25
de outubro de 2013 | N° 17594
DAVID
COIMBRA
Por uma asinha de
frango
Vinicius
de Moraes escreveu que o sofrimento é o intervalo entre duas felicidades.
Otimista. Há fases da vida em que a felicidade é o intervalo entre dois
sofrimentos.
Nos
Estados Unidos, mora um rapaz, um norte-coreano chamado Joseph, que já sofreu
muito na vida. A Coreia do Norte, esmagada sob o tacão da mais feroz ditadura
do mundo, é dada a grandes fomes. Joseph, que atravessou a infância na sua
Coreia natal, passou muita fome.
Ele
e a irmã saíam pelas ruas para mendigar ou roubar qualquer côdea de pão
amanhecido que encontrassem. O pai insistia para que ele fosse à escola, para
que estudasse, mas Joseph não lhe dava ouvidos. Só tirava zero. Finalmente,
quando ele tinha 11 anos de idade, o pai decidiu ser radical. Declarou: – Você
não é mais meu filho!
Joseph
ficou triste, mas nem assim animou-se a estudar. Um ano depois, ele viu o pai
definhar e morrer de inanição. Depois, a família se esfarelou, cada um foi para
um canto do planeta. Joseph fugiu da Coreia, passou pela China e conseguiu
asilo nos EUA.
Li a
história de Joseph na coluna online que o Potter mantém na ZH. Assisti ao vídeo
em que Joseph aparece contando sua saga. Nos Estados Unidos, ele foi acolhido
por uma família e tratado como filho.
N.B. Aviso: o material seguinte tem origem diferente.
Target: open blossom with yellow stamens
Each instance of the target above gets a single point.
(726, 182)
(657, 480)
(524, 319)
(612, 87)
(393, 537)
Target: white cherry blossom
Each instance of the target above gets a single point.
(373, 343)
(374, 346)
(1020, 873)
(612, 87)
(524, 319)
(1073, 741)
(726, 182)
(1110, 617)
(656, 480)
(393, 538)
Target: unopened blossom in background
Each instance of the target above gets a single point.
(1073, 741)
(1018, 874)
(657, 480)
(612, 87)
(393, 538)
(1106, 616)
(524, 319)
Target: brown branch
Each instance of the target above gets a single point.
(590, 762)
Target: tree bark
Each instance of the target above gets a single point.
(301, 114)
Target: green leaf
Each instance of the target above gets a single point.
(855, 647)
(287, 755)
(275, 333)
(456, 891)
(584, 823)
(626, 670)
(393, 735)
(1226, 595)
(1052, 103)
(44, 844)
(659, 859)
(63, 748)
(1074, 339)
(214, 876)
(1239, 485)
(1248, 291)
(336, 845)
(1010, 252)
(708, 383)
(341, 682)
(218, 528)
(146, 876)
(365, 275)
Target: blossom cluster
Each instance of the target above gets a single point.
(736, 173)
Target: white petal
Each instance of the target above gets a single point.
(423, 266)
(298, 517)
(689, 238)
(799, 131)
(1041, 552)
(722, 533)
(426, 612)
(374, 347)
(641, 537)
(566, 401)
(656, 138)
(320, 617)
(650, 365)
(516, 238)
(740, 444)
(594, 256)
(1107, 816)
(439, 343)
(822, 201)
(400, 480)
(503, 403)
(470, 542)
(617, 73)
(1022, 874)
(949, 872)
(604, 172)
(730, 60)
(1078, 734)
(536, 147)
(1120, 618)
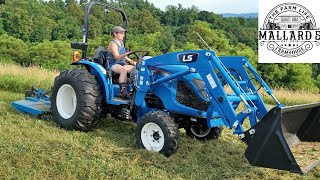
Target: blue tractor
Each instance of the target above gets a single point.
(194, 90)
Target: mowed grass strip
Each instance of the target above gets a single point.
(32, 148)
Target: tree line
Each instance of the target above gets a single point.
(38, 32)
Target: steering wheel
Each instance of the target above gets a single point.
(136, 54)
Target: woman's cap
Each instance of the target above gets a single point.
(118, 29)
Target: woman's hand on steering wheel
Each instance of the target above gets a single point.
(135, 53)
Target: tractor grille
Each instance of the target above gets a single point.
(187, 97)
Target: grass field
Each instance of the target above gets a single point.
(32, 148)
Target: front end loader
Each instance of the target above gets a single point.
(195, 90)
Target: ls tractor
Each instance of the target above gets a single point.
(179, 90)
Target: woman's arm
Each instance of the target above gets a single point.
(113, 48)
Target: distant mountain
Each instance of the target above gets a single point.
(245, 15)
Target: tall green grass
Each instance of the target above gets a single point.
(15, 78)
(31, 148)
A família americana também não tinha
grandes posses. Numa das refeições, o prato principal era asinha de frango, e
não havia quantidade suficiente para todos.
Então,
ocorreu algo que transformou o destino de Joseph: seu pai adotivo cedeu-lhe a
sua asinha de frango. Não falou nada, apenas passou a asinha para ele com um
olhar afetivo. Naquele momento, Joseph lembrou-se do seu pai biológico, que
havia morrido de fome para que ele tivesse o que comer. E Joseph achou que
devia algo ao pai, aos dois pais, e, a partir daquele dia, começou a estudar.
Joseph
não sabia nem falar inglês, estava atrasado em relação aos colegas de classe,
mas, instado pela lembrança do pai, estudou com todo empenho e toda a
concentração, tornando-se um aluno modelo. No vídeo publicado pelo Potter, ele
diz que aquela asinha de frango mudou a sua vida.
Estava
enganado.
Não
foi a asinha de frango que mudou a vida de Joseph. Foi o amor. O amor de seu
pai biológico, que se sacrificou por ele, mais tarde representado pela
demonstração de amor do seu pai adotivo, que fez uma pequena renúncia por ele.
Vinícius,
que citei no alto deste texto, dizia também que a vida é a arte do encontro,
embora haja tanto desencontro pela vida. Na verdade, a vida é a arte do
reencontro. Joseph reencontrou o amor do pai sob outra forma de amor. Para
sorte dele, foi o amor que encontrou em primeiro lugar, e não a crueldade, como
tantas crianças brasileiras encontram. Graças ao amor, para Joseph, o
sofrimento foi mesmo um intervalo entre duas felicidades.